L’undicesima tappa è detta in maniera ufficiale: “la tappa del Brunello di Montalcino”, ma c’è a malapena una tappa che non affianchi o le grandi aree vinicole, o locali vitigni di nicchia. Prendiamo ad esempio la Vallagarina della tappa diciassette, dove si coltivano antichi vitigni Enanzio Lagarino, noto agli antichi come Oenanthium, e Faja Tonda-Casetta, un altro dei più antichi vitigni a bacca rossa, in gran parte abbandonato negli anni ’60, anche se oggi ne sopravvivono alcuni ettari nei comuni di Ala e Avio.
E potremmo parlare all’infinito di borghi collinari, paesaggi, arte e architettura. Ma, tra tutte queste ricchezze culturali si trova qualcosa che è centrale nella carica emotiva del ciclismo: la distanza, la difficoltà, la differenza.
Per difficoltà intendo gli ostacoli fisici, da quelli evidenti e visibili rappresentati dalle montagne, a quelli meno visibili dei ciottoli e delle strade bianche, persino, a volte, la resistenza invisibile del vento.

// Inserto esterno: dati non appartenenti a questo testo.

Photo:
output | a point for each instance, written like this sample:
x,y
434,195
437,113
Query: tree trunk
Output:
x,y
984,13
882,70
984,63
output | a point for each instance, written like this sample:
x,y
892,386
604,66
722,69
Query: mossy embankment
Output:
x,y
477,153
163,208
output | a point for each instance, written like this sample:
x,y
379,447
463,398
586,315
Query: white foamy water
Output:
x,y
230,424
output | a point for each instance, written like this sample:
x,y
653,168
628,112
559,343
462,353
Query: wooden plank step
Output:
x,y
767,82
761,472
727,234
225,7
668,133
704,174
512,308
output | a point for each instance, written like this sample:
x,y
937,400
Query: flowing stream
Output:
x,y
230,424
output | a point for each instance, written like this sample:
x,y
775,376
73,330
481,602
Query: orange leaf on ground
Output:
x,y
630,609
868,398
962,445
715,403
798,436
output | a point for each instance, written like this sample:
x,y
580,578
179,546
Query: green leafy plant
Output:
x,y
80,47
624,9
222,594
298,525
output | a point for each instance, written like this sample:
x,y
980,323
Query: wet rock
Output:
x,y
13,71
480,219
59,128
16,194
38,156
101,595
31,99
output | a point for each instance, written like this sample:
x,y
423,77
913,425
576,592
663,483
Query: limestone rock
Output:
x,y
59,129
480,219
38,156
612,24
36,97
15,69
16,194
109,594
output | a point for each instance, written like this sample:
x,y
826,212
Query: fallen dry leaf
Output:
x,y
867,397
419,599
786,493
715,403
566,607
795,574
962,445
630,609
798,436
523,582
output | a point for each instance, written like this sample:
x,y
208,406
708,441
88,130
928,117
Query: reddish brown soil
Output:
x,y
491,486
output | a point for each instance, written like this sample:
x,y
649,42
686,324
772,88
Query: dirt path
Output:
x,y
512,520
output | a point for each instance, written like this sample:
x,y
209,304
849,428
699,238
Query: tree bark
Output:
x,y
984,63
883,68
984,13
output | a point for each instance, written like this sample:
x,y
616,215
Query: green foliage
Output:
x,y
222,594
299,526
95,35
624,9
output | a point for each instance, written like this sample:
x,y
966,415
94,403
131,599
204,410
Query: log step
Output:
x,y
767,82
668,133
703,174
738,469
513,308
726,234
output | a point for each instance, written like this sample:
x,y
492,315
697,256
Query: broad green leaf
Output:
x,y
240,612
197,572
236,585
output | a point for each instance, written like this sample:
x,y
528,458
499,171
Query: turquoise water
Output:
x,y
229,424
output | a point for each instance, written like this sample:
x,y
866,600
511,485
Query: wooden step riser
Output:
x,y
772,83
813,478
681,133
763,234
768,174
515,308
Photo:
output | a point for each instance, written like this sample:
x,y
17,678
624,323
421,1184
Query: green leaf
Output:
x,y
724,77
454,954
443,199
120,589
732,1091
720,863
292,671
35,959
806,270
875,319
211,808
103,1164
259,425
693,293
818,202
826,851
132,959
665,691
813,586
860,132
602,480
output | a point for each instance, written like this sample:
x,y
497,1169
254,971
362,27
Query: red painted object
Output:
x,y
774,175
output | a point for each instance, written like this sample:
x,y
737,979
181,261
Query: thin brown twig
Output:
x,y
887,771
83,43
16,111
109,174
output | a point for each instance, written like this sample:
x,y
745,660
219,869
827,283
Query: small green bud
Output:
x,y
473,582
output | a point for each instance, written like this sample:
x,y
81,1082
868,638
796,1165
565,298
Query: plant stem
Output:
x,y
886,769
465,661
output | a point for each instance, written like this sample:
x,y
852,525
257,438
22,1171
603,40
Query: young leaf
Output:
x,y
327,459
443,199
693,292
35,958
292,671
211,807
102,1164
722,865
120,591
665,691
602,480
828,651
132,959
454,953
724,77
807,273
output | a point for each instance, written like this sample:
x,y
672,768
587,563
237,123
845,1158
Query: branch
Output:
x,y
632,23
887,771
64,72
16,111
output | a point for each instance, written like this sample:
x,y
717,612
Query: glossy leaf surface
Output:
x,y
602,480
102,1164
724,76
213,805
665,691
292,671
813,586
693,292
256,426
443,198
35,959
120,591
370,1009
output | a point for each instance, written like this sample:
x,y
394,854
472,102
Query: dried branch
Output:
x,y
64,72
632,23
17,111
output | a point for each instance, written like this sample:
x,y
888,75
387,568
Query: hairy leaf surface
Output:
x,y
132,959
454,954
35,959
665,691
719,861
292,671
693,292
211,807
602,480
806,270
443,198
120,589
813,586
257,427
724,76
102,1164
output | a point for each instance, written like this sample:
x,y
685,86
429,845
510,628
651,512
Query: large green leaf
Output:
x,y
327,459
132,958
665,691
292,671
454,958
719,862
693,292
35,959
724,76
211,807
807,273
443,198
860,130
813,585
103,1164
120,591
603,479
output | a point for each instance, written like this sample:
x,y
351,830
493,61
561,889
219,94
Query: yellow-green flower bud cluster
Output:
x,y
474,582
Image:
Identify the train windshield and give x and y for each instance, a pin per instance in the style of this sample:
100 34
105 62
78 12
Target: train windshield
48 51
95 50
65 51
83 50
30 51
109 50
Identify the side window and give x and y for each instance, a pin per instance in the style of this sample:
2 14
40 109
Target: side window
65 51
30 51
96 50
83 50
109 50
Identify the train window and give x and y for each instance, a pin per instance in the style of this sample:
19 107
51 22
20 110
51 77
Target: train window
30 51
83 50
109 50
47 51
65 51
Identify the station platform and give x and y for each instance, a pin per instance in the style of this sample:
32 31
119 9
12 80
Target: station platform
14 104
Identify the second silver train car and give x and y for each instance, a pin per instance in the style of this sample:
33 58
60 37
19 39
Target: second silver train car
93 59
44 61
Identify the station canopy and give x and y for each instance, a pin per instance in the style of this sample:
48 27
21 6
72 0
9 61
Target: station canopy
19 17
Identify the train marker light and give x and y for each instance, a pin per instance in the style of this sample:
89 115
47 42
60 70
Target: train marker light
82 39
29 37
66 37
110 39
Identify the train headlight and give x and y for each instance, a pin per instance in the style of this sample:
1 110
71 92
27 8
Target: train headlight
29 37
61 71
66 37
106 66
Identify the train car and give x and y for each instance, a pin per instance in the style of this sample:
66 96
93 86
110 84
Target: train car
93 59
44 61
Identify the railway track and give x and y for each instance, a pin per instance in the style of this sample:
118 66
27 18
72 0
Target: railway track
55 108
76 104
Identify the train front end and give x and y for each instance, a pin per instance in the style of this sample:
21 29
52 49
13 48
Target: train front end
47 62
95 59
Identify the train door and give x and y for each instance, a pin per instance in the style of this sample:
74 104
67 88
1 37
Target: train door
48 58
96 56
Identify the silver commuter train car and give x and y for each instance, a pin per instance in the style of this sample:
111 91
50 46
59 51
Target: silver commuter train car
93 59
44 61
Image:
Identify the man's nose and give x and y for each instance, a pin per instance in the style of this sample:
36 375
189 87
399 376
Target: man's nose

Per il 40% montuosa, l’Italia è ben fornita di passi di montagna, con Alpi e Dolomiti ammucchiate in cima, e una dorsale di Appennini che corre per più di 1.300 km nel mezzo. Se scegliessi a caso le città di partenza e di arrivo, molto probabilmente troverei sempre un ostacolo fisico tra di loro.
L’Italia è una terra fatta da centinaia di lingue pigramente descritte dagli italiani come dialetti, ma che non sono affatto dialetti, nel senso di variazioni dell’italiano standard, ma vere e proprie lingue che si sono evolute accanto ma del tutto indipendentemente da quella che sarebbe diventata la lingua nazionale, che è essenzialmente la lingua – o dialetto – di Firenze.
Tornando al regno del simbolico, come nazione che è stata unificata solo nell’anno 1860, l’Italia è ancora lacerata da rivalità storiche tra villaggi, città e regioni e attraversata da linee di divisione di lingua, cultura e visione del mondo, evidenti nelle più piccole cose quotidiane. Per esempio la divisione riso-pasta o la divisione burro-olio d’oliva. Chiedete “Un nero” alla stazione ferroviaria di Trieste e avrete un caffè piccolo e forte in una tazza da espresso. Chiedete “Un nero” al bar della stazione successiva, Monfalcone, e vi daranno un bicchiere di vino rosso.
Così l’Italia offre infinite opportunità per l’attraversamento simbolico delle soglie, consce o inconsce. Tutti questi fattori la rendono un terreno incredibilmente fertile per il ciclismo, e il Giro d’Italia uno spettacolo così magico e avvincente.
Oppure pensate a un’altra grande nazione ciclistica, la Colombia, una terra dove la gravità a volte sembra spingere troppo forte. Uno storico nazionale la definisce “una nazione a dispetto di se stessa”. L’invisibile rete di linee che i suoi ciclisti tracciano sulla nazione pare a volte l’unica cosa che la tiene in piedi, intrecciando passato e futuro mentre i ciclisti portano la croce della loro patria sulle montagne dove, attraverso atti volontari di sofferenza, sembrano pagare la penitenza per i peccati della Colombia.
Così il ciclismo, lo sport del territorio per antonomasia, è un grande unificatore. Se le gare di ciclismo hanno un ritorno emotivo superiore ai disagi locali che causano, è forse grazie al senso di appagamento che il ciclismo ci regala con le sue emozionanti scene di trionfo, le sue ardue odissee atletiche perpetrate lungo l’ambiente che attraversa.
E, andando indietro nel tempo, anche oltre il primo Giro d’Italia, fino alla prima classica in assoluto, la Milano-Torino di 145 anni fa, si attraversa anche un altro tipo di soglia: la soglia del tempo.
Mentre corriamo verso il futuro, la bicicletta, quella macchina elementare, lo strumento di lavoro del contadino, tiene aperte le nostre linee di memoria collettiva del passato. Anche questo si avvicina molto all’essenza del ciclismo.